Professor Qasim and colleagues at Great Ormond Street Hospital were able to adopt the new technology so rapidly in part because of their past clinical experience with genetically manipulated cells, in landmark gene therapy trials. Professor Qasim has established a facility for generating clinical-grade CAR-T cells, which are supplied to other UCL groups pursuing the CAR-T treatment route.

While CAR-T therapy is currently used when other treatments have failed, continuing success and evidence of its safety could see it adopted at early stages. And its use could also be extended to other centres treating childhood cancers.
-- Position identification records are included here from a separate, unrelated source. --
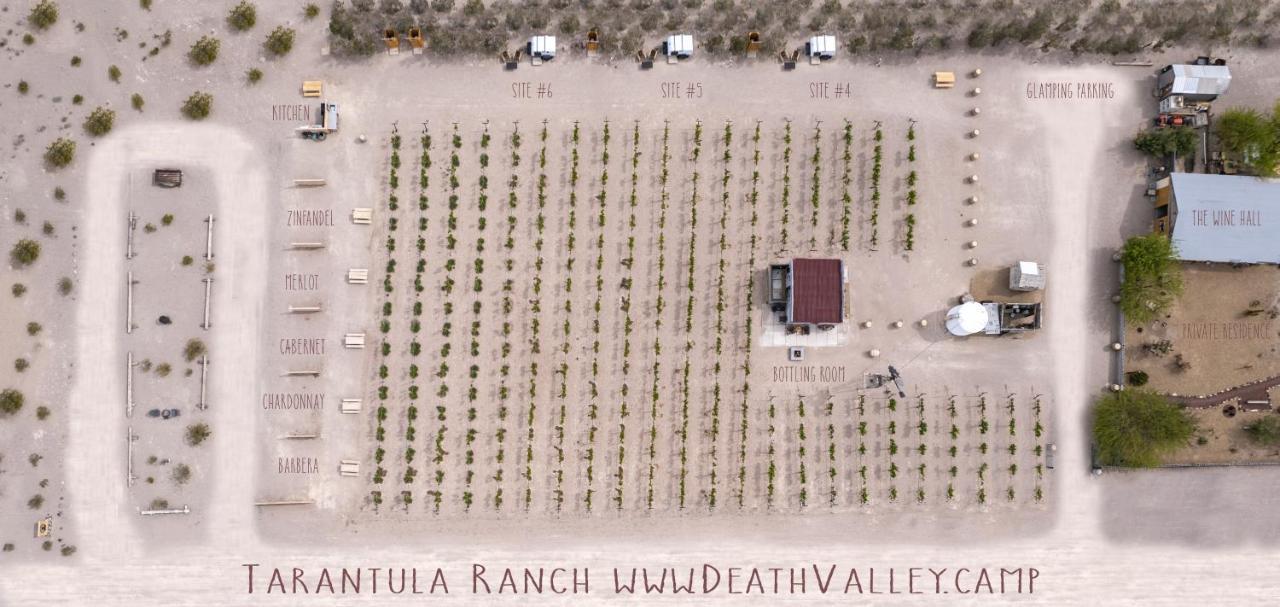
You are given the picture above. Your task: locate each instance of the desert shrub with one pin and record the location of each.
(181, 474)
(205, 50)
(60, 153)
(242, 17)
(1134, 428)
(193, 350)
(1161, 142)
(1137, 378)
(10, 401)
(1152, 278)
(42, 14)
(24, 252)
(100, 121)
(280, 41)
(197, 433)
(197, 105)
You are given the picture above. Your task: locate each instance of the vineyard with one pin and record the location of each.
(567, 318)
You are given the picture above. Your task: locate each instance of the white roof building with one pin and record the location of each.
(1194, 82)
(680, 45)
(543, 46)
(822, 46)
(1230, 219)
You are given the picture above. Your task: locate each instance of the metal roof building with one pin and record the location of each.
(1194, 82)
(817, 293)
(1221, 218)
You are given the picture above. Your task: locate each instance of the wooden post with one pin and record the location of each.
(133, 226)
(128, 305)
(128, 387)
(204, 373)
(129, 438)
(209, 283)
(209, 240)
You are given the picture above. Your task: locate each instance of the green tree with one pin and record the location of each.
(42, 14)
(205, 50)
(1252, 135)
(60, 153)
(280, 41)
(1152, 278)
(1265, 430)
(1161, 142)
(242, 17)
(1136, 428)
(24, 252)
(197, 105)
(100, 121)
(10, 401)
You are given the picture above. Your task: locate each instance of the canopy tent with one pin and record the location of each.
(967, 319)
(822, 46)
(543, 46)
(1027, 275)
(680, 45)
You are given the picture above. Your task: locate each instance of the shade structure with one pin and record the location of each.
(967, 319)
(822, 46)
(543, 46)
(680, 45)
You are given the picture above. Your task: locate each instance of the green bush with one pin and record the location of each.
(204, 51)
(197, 105)
(1152, 278)
(10, 401)
(24, 252)
(193, 350)
(42, 14)
(279, 41)
(1136, 428)
(197, 433)
(1161, 142)
(100, 122)
(242, 17)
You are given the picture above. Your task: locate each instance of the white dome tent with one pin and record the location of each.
(967, 319)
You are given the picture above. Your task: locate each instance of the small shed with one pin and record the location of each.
(1193, 82)
(817, 292)
(1027, 275)
(822, 48)
(542, 48)
(679, 45)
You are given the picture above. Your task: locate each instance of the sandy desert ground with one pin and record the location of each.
(1046, 164)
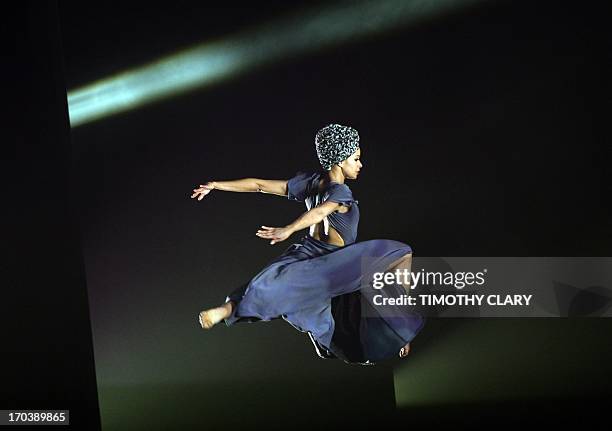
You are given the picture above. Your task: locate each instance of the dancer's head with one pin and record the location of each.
(338, 149)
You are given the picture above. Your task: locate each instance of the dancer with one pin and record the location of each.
(320, 285)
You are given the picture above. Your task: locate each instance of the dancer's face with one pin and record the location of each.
(352, 165)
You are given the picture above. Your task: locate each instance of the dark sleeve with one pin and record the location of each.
(341, 194)
(299, 186)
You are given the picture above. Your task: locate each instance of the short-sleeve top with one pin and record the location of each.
(303, 187)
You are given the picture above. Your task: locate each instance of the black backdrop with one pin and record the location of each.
(483, 134)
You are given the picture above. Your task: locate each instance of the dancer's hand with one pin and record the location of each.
(203, 190)
(276, 234)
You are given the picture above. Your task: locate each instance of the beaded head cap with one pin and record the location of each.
(335, 143)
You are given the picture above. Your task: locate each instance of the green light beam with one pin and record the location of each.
(212, 62)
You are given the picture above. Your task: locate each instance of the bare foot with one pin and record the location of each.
(209, 318)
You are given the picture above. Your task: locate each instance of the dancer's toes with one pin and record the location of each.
(208, 319)
(405, 350)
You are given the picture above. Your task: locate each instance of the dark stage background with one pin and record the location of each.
(483, 134)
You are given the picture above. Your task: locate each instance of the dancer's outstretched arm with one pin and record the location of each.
(313, 216)
(275, 187)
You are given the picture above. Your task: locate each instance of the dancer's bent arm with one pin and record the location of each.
(313, 216)
(275, 187)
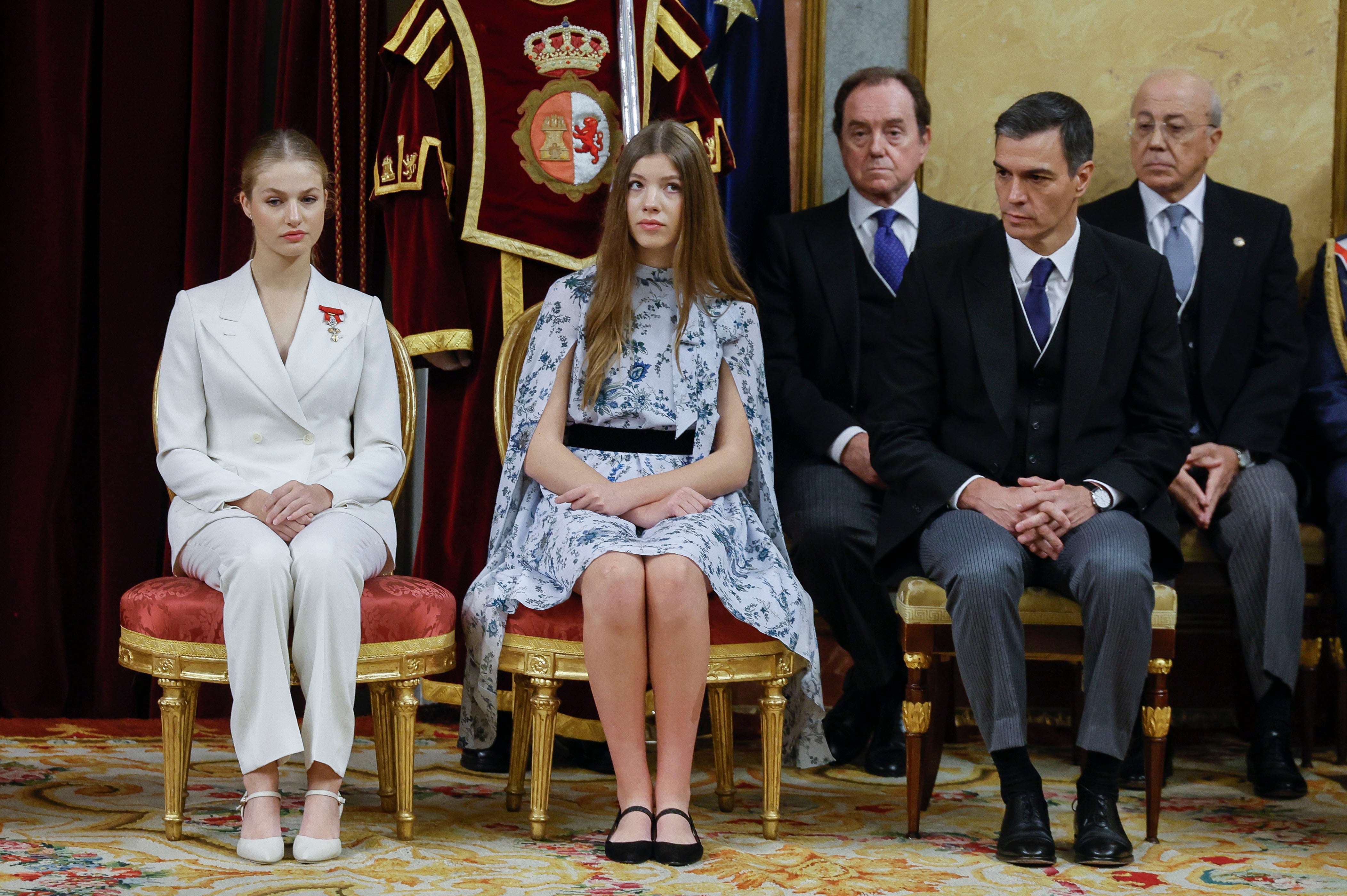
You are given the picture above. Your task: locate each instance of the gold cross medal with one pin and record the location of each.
(332, 317)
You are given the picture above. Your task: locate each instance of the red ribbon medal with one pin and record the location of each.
(332, 317)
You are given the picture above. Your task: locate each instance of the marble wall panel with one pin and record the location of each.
(1272, 61)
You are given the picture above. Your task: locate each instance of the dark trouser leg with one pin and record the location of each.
(833, 521)
(982, 571)
(1260, 541)
(1105, 566)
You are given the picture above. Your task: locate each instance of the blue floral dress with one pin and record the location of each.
(539, 549)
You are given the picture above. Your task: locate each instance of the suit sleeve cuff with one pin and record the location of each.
(958, 492)
(841, 443)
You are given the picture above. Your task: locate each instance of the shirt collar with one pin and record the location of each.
(1155, 204)
(861, 209)
(1065, 259)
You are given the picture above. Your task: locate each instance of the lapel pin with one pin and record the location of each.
(332, 317)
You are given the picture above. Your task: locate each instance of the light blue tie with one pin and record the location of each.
(1179, 252)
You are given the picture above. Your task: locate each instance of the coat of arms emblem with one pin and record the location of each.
(570, 127)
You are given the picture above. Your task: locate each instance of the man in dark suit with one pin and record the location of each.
(1034, 415)
(825, 282)
(1244, 351)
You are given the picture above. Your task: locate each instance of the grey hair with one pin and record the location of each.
(1051, 111)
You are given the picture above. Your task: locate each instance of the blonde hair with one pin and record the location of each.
(282, 145)
(704, 267)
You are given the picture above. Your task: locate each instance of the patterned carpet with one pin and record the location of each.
(80, 808)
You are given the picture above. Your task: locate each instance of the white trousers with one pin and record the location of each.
(317, 580)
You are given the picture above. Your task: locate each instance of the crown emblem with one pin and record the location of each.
(566, 48)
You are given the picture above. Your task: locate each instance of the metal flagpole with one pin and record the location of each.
(628, 69)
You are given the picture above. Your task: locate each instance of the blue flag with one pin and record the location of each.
(746, 62)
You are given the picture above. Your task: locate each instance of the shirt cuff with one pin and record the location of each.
(1116, 494)
(958, 492)
(841, 443)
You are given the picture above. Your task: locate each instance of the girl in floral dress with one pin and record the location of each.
(640, 479)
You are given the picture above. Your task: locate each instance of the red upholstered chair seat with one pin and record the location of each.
(394, 608)
(566, 623)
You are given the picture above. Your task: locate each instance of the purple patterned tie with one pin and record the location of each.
(891, 259)
(1036, 302)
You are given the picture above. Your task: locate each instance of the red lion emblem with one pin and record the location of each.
(589, 138)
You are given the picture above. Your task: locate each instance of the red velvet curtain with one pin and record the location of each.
(123, 130)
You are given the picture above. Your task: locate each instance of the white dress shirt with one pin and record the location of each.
(1157, 223)
(1058, 289)
(861, 212)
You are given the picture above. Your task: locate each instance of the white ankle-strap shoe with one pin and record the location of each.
(266, 851)
(308, 849)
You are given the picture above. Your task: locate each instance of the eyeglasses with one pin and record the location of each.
(1170, 131)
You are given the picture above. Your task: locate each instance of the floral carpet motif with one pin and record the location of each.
(81, 804)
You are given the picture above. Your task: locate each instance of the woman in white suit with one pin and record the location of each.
(279, 436)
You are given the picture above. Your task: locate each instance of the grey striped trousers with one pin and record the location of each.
(1259, 538)
(1105, 566)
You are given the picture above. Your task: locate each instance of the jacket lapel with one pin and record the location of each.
(244, 333)
(313, 351)
(1092, 302)
(990, 301)
(834, 260)
(1220, 273)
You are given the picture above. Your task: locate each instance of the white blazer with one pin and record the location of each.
(234, 418)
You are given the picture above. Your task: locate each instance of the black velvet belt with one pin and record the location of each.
(609, 438)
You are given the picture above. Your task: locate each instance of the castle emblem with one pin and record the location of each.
(569, 127)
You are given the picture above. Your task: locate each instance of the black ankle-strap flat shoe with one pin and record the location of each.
(630, 852)
(678, 853)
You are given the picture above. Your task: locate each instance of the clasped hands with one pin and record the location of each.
(1038, 513)
(616, 499)
(287, 510)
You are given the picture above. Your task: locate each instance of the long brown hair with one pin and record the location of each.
(283, 145)
(704, 267)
To promote wider uptake, Professor Qasim has worked with a medical device company on equipment for automating aspects of CAR-T cell manufacturing [2] - something that could both extend their use and bring down the cost of treatment.


  1. Qasim W et al. Molecular remission of infant B-ALL after infusion of universal TALEN gene-edited CAR T cells. Sci Transl Med. 2017;9(374).
  2. Mock U et al. Automated manufacturing of chimeric antigen receptor T cells for adoptive immunotherapy using CliniMACS prodigy. Cytotherapy. 2016;18(8):1002-11.